Ao ouvir o que a empregada disse, o rosto de Heitor imediatamente escureceu. A colher de sopa escorregou de seus dedos e caiu na mesa.
Tábata, com as pernas imóveis e presa a uma cadeira de rodas, não tinha motivo algum para sair do exterior e aparecer ali. O que ela estava planejando dessa vez?
Só de pensar em como Tábata fingiu ser uma vítima ao longo de tantos anos e o manipulou sem piedade, Heitor sentiu nojo.
Aquela mulher desprezível, com as pernas inutilizadas, estava ali para provocá-lo. Ele ainda não havia ajustado as contas com ela, mas ela tinha a audácia de aparecer e tentar envenenar o único momento de paz que ele queria ter com Patrícia.
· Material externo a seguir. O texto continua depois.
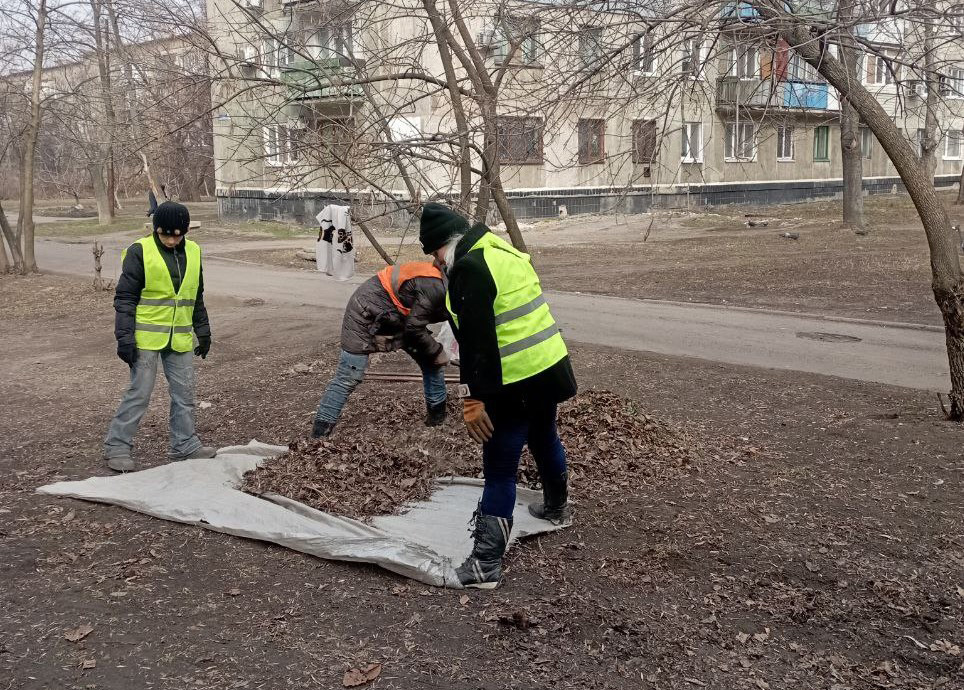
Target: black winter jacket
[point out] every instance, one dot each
(472, 293)
(371, 312)
(131, 283)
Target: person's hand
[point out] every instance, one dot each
(203, 346)
(477, 420)
(128, 353)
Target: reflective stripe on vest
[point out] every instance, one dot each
(163, 317)
(528, 337)
(393, 277)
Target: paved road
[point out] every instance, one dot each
(887, 353)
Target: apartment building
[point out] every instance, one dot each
(597, 109)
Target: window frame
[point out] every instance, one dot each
(735, 141)
(639, 130)
(644, 52)
(785, 134)
(816, 141)
(535, 155)
(591, 131)
(692, 54)
(590, 40)
(686, 142)
(959, 138)
(528, 52)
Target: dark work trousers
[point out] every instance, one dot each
(529, 423)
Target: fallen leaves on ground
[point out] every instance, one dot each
(79, 633)
(355, 677)
(382, 459)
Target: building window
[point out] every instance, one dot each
(691, 56)
(336, 138)
(691, 149)
(740, 143)
(590, 47)
(879, 70)
(644, 142)
(282, 145)
(952, 84)
(520, 140)
(518, 32)
(645, 54)
(592, 141)
(744, 62)
(866, 143)
(821, 143)
(952, 145)
(334, 41)
(801, 70)
(784, 143)
(277, 53)
(955, 15)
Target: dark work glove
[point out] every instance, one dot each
(127, 352)
(203, 346)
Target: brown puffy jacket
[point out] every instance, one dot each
(371, 312)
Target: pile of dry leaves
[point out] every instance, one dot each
(383, 457)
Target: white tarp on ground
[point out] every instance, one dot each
(426, 543)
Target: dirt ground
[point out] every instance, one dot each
(826, 552)
(712, 256)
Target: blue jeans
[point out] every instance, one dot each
(179, 371)
(351, 372)
(531, 424)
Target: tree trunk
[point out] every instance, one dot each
(442, 37)
(25, 227)
(104, 205)
(853, 169)
(102, 190)
(947, 282)
(4, 257)
(16, 256)
(850, 145)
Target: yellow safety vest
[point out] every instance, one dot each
(529, 340)
(162, 316)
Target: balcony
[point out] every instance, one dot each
(734, 92)
(800, 95)
(319, 80)
(755, 94)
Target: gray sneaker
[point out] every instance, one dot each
(121, 463)
(203, 452)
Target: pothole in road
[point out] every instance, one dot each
(828, 337)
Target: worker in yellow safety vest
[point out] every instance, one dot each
(515, 370)
(159, 308)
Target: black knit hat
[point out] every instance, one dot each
(172, 218)
(439, 224)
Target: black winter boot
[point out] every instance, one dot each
(435, 415)
(321, 429)
(555, 505)
(483, 568)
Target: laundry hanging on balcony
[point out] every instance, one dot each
(335, 250)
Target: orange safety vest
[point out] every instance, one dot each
(393, 277)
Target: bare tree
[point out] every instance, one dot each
(810, 41)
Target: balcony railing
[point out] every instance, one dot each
(320, 80)
(733, 92)
(744, 93)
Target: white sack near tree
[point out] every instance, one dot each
(426, 543)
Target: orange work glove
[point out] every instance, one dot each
(477, 420)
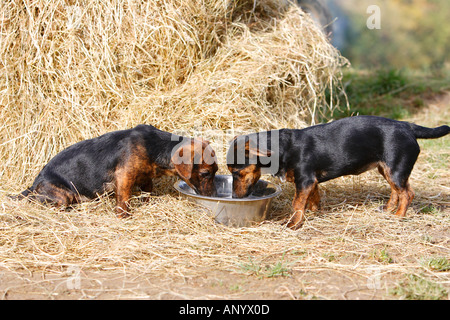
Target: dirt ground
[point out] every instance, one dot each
(355, 253)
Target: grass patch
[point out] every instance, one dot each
(390, 93)
(438, 264)
(278, 269)
(415, 287)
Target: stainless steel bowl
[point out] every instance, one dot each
(234, 212)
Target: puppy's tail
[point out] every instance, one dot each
(429, 133)
(24, 194)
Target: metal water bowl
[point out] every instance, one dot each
(234, 212)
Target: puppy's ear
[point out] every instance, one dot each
(183, 162)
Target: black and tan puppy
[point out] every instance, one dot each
(121, 160)
(323, 152)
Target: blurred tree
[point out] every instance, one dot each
(413, 34)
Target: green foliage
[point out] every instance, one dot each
(388, 92)
(414, 34)
(418, 288)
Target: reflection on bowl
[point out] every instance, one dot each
(235, 212)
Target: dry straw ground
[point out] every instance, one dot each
(71, 70)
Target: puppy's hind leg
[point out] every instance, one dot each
(302, 194)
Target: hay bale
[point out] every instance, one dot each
(72, 72)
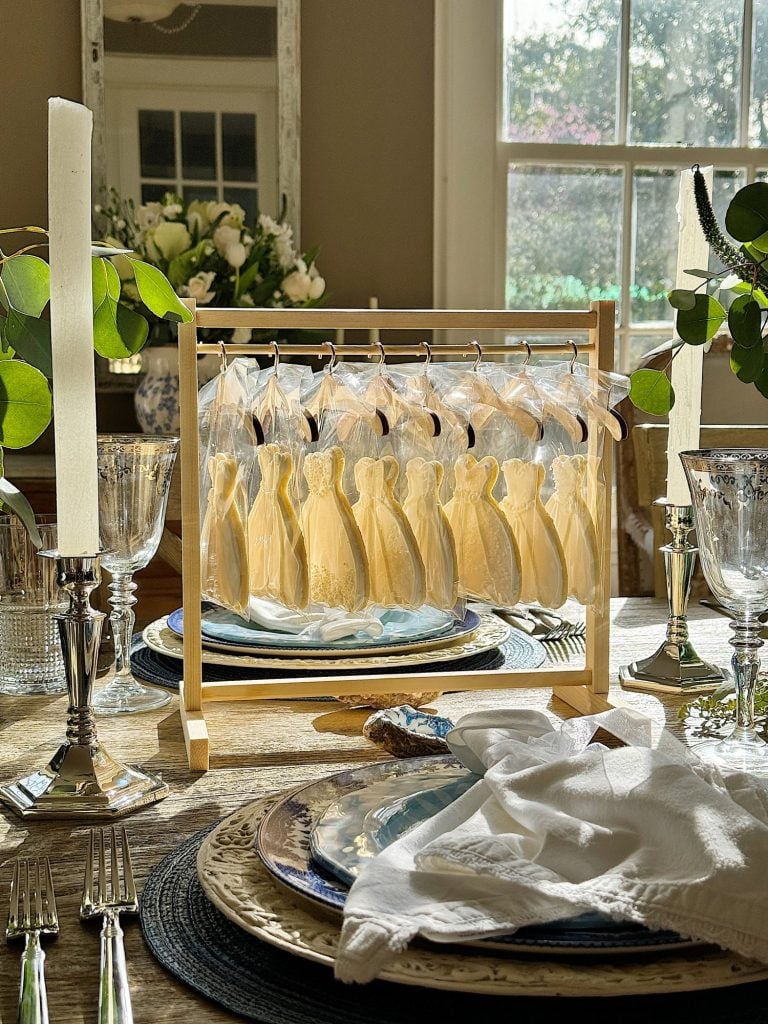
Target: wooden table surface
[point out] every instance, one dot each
(257, 750)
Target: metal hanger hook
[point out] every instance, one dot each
(427, 348)
(574, 356)
(478, 358)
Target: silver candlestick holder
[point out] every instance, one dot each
(82, 778)
(675, 667)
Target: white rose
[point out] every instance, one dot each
(172, 239)
(224, 237)
(236, 254)
(296, 286)
(148, 215)
(198, 287)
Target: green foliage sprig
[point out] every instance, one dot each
(26, 365)
(736, 295)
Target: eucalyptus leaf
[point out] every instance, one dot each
(747, 217)
(745, 321)
(702, 322)
(650, 391)
(27, 281)
(31, 338)
(157, 293)
(25, 403)
(12, 499)
(747, 364)
(682, 298)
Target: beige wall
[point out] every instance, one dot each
(41, 58)
(367, 147)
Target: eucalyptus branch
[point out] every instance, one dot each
(727, 253)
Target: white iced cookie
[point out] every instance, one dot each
(276, 555)
(574, 527)
(338, 567)
(486, 552)
(543, 560)
(397, 577)
(224, 566)
(432, 531)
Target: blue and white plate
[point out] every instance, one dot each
(403, 631)
(283, 843)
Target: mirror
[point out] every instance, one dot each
(198, 98)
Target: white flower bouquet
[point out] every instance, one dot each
(208, 253)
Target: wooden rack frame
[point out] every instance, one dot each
(584, 688)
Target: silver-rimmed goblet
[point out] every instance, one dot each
(729, 488)
(134, 478)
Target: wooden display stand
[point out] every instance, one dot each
(584, 688)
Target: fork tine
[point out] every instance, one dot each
(13, 899)
(52, 921)
(114, 868)
(26, 895)
(38, 921)
(101, 868)
(130, 885)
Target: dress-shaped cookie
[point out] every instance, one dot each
(224, 565)
(576, 528)
(432, 531)
(542, 556)
(338, 567)
(485, 548)
(276, 555)
(397, 577)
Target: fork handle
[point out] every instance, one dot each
(33, 1001)
(114, 994)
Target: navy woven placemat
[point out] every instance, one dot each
(199, 945)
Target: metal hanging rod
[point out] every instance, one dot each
(416, 349)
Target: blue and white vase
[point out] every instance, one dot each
(156, 399)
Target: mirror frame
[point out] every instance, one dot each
(289, 100)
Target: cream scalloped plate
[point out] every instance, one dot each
(491, 633)
(238, 884)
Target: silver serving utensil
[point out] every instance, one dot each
(109, 901)
(32, 912)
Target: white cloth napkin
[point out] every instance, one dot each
(316, 623)
(558, 826)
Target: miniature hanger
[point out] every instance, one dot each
(482, 393)
(334, 395)
(574, 425)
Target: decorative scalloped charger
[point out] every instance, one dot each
(236, 882)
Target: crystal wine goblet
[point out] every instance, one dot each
(134, 478)
(729, 488)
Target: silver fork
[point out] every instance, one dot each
(108, 902)
(32, 912)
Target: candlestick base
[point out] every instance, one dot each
(82, 778)
(675, 667)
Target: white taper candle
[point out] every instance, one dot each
(685, 416)
(70, 128)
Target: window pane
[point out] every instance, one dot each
(684, 72)
(759, 104)
(153, 194)
(200, 193)
(560, 71)
(157, 147)
(655, 225)
(239, 146)
(563, 236)
(248, 199)
(198, 145)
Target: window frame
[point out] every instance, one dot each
(472, 161)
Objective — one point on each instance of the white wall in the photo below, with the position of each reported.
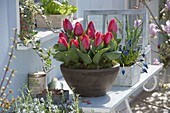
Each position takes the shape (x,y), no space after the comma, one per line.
(27,61)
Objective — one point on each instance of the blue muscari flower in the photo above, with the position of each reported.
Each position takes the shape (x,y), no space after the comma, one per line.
(138,49)
(123,71)
(143,54)
(120,49)
(145,65)
(126,53)
(144,70)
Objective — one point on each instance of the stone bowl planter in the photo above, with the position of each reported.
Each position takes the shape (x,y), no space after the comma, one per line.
(90,82)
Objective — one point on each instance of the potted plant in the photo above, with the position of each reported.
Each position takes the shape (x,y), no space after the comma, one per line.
(55,13)
(130,60)
(88,58)
(27,20)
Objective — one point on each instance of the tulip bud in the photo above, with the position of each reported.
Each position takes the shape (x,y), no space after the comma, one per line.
(113,26)
(63,41)
(78,29)
(62,35)
(75,42)
(91,33)
(98,40)
(67,25)
(91,26)
(85,41)
(153,30)
(108,37)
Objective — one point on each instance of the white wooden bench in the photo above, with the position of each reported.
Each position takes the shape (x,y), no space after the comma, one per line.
(117,95)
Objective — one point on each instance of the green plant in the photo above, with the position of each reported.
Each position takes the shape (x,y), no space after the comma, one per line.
(53,7)
(131,49)
(86,49)
(162,29)
(27,21)
(9,72)
(28,10)
(26,104)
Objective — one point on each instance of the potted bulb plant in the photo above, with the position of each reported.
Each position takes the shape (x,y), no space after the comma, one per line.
(55,13)
(88,58)
(130,60)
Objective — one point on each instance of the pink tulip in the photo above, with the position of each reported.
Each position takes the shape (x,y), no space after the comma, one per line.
(91,26)
(62,35)
(113,26)
(152,29)
(78,29)
(137,23)
(168,4)
(63,41)
(67,25)
(98,40)
(75,42)
(85,41)
(166,27)
(91,33)
(108,37)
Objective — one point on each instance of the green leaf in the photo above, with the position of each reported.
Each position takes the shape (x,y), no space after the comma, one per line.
(98,56)
(113,45)
(113,55)
(118,40)
(82,48)
(84,57)
(61,47)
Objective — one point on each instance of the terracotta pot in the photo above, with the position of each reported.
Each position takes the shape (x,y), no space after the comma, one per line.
(90,82)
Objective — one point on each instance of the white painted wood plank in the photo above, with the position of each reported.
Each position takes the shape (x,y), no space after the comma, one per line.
(116,95)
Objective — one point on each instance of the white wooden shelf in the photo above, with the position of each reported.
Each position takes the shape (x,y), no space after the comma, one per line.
(44,35)
(107,103)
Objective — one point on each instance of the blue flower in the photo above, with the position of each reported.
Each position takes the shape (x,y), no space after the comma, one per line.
(123,71)
(145,65)
(144,70)
(143,54)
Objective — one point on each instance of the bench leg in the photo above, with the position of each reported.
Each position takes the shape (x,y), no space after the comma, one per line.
(154,86)
(128,106)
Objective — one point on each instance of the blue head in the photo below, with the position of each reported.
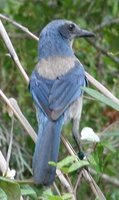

Mas, por enquanto, Heitor não tinha tempo para lidar com ela. No momento, tudo o que ele queria era passar um tempo de qualidade com Patrícia.
Heitor respirou fundo e respondeu com frieza:
— Não precisa atendê-la. Diga que eu não estou.
Porém, antes que ele terminasse de falar, Patrícia o interrompeu calmamente:
— Não. Se ela veio até aqui, é uma convidada. Deixe-a entrar.
O rosto de Heitor mudou completamente. Ele a encarou, incrédulo:
— O que você quer dizer com isso? Está tão ansiosa assim para se divorciar de mim?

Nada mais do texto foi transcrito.